So, for example, if the university writes an outcome about students demonstrating quantitative literacy, then the sociology department may decide that this outcome can be supported in its stats class. Then the stats professor writes objectives for the specific class. Maybe it’s something like “can identify correct sample sizes and sample populations for quantitative social science research.”
Then, somewhere in the course, you have to measure if students are really learning this. THAT is the “assessment data.” Typically, the higher level the course, the more demanding the assessment assignment. So in lower level courses, you’re typically asking questions from the lower end of Bloom’s taxonomy; by the time you get to seniors, you are assessing their knowledge through work they create.
To show that students are learning, you have to evaluate their ability to meet the objective you are assessing. In the stats example, you might give them a published article that has been criticized for bad sampling and ask them why it was incorrect and what a better sample would have looked like. Or you could give them a real-life question and ask them how they would decide which sample size to use. Or you could assign a quantitative research paper and include sampling as a criteria on your evaluation of it.
You collect that data and strip it of identifying student information and share it with your assessment director (typically a person who never gets invited to parties because faculty have a strong tradition of hating assessment), who adds it with all the other university data and decides if students are learning. Some universities actually have teams of normed faculty who review the student artifacts, so you, the teacher, are removed from the process.
The promise is that this is never to be used to evaluate individual teachers, only programs. But, if it’s done right, you can tell where a weakness is in your program, which means you know who isn’t teaching well.
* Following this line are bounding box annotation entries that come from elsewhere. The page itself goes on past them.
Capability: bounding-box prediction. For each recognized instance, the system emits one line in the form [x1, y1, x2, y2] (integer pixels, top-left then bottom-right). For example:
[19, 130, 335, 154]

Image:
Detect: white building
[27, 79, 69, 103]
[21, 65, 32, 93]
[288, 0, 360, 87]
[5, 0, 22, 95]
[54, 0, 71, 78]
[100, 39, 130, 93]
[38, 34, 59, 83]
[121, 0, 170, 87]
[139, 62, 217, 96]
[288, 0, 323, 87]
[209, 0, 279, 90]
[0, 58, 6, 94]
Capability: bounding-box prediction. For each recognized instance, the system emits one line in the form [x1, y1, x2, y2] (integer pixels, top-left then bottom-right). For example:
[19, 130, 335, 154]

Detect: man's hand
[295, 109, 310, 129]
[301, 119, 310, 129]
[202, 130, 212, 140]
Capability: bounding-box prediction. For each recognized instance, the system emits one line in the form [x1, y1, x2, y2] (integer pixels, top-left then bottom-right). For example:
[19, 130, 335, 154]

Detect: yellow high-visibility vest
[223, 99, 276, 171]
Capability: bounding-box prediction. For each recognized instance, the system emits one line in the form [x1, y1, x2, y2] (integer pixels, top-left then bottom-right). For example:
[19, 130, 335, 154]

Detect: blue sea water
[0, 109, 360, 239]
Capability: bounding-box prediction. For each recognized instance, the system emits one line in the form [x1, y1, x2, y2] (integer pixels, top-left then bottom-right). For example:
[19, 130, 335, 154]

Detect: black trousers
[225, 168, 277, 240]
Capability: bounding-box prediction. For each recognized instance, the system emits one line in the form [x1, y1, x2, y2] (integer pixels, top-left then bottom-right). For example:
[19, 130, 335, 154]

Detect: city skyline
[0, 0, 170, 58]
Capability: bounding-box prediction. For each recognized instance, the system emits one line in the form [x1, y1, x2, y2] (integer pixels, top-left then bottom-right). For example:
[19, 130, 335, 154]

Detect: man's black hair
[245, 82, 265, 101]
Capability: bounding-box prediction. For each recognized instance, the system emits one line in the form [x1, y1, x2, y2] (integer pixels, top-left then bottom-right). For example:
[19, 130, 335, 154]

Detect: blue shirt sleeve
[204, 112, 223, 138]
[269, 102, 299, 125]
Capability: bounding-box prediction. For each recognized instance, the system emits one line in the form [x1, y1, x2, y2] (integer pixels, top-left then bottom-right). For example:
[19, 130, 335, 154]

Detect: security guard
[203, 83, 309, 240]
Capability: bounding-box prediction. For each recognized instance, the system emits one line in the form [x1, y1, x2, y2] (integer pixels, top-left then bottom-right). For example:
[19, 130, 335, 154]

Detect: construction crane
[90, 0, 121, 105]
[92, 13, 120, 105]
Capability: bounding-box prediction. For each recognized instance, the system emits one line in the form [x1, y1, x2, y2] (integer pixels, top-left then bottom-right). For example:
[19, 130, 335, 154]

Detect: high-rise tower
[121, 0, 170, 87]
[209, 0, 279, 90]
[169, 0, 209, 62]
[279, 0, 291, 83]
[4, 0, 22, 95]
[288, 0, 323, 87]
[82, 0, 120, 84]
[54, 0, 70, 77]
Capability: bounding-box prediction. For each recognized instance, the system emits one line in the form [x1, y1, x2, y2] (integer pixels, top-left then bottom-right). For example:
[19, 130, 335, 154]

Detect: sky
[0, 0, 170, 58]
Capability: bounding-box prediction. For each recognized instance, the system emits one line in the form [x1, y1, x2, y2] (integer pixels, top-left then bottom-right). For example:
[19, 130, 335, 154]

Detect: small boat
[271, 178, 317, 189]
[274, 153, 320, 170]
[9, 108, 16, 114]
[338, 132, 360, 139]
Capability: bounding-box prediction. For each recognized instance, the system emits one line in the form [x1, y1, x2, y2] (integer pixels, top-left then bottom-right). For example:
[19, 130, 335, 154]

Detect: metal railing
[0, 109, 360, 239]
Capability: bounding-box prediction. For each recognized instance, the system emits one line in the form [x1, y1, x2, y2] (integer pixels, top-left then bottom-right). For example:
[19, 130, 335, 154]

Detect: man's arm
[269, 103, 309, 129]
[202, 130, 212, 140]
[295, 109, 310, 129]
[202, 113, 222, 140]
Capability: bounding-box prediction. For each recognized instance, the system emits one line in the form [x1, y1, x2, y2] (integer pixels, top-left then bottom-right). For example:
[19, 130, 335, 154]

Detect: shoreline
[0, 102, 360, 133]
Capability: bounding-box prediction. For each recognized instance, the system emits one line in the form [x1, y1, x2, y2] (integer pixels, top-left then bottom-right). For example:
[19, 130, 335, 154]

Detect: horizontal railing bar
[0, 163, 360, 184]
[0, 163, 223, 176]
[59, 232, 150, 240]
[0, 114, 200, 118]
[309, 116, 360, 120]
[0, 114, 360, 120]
Programs do it differently, of course. Some evaluate every class every semester. Others focus on just one program outcome, so if your class contributes to that one, then your class will be assessed. Others assess only gen ed courses.
Somewhere deep in your handbook, you likely have a policy that says that students can opt out of their data being included in this review. I understand why departments don’t want to encourage that (More data is more helpful.), but it’s a fundamental breach of research ethics if we don’t allow it. Students produce their work so that THEY can learn, not so that WE can assess how effective our programs are. If we are using their work for another purpose, we need to tell them and give them the option not to participate.
Same with course evals. They have to have the ability to opt out. A few years ago, Arkansas State University shifted to online evals that students HAD to complete before they could take their finals. It was highly stressful, because students would open the LMS to login to take a test and find it locked until they completed a course evaluation. Then you have a pissed, stressed student filling them out.
We don’t have a right to any of this data from students, so we have to make sure they understand that they are not obligated to participate in it.